A proud mother creates a gay-friendly greeting card collection that goes mainstream.

A quick browse through the card aisle in your local supermarket, it’s hard not to notice the lack of gay-friendly greeting cards amongst the Hallmark-driven anniversary two-folds predominantly featuring straight couples.

Sandi Timberlake of San Diego, Calif., spent 15 years searching for elegant, same-sex sentiments to send to her son and his husband on special occasions. Finally, with a gentle nudge from him to just “create them yourself,” Timberlake set out to launch A Little to the Left in 2008.

sandi-timberlake-a-little-to-the-left-gay-greeting-cards
Sandi Timberlake with her son Sean and his husband Paul

“I wanted to be able to send an anniversary card to my son and son-in-law that is more than an image of two turtles looking at each other and no sentiment inside,” explains Timberlake. “Why should the gay community be separated from the rest of society in even such a small element of life as this? And why should their mothers and fathers, grandparents, aunts and uncles and friends have to be separated as well?”

The line of greeting cards are targeted to LGBT couples, and designed with tasteful, elegant motifs that appeal to mainstream buyers, with themes that include same-sex weddings, anniversaries and holidays, as well as everyday occasions openly addressing same-sex relationships, offering gay-friendly prose to “son and son-in-law” and “daughter and daughter-in-law.”

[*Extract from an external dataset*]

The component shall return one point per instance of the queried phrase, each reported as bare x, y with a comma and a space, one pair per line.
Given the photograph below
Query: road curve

gay-wedding-day-greeting-cardlesbian-wedding-day-greeting-card

“I want them to be so lovely, so simple, and so subtle that you pick them up because they are beautiful and notice later that it is a card with two women on the front or two men. It should be that simple,” says Timberlake.

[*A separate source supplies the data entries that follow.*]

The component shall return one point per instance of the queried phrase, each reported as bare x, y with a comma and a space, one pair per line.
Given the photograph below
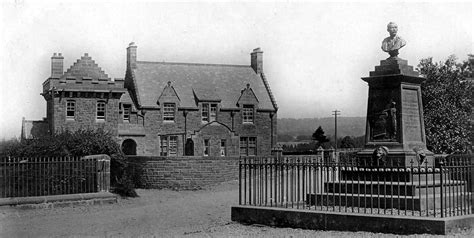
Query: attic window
100, 111
209, 112
127, 108
70, 109
247, 114
168, 112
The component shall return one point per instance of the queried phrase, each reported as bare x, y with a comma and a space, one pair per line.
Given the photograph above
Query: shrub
78, 143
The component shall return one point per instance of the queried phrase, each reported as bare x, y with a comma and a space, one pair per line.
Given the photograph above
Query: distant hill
346, 126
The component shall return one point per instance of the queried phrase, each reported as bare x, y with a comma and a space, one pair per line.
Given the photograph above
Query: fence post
103, 171
277, 151
320, 153
103, 174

On January 25, Timberlake’s cards were stocked on the shelves of the mega grocery store Albertsons in Palm Springs, Calif., with plans to soon expand to other stores in the region, and then hopefully, nationwide.

“My wish is to bring the gay community and the straight community into one community of people,” says Timberlake. “We all have events in our lives that we want to celebrate with our friends and families, and our sexual orientation should make no difference in these matters.”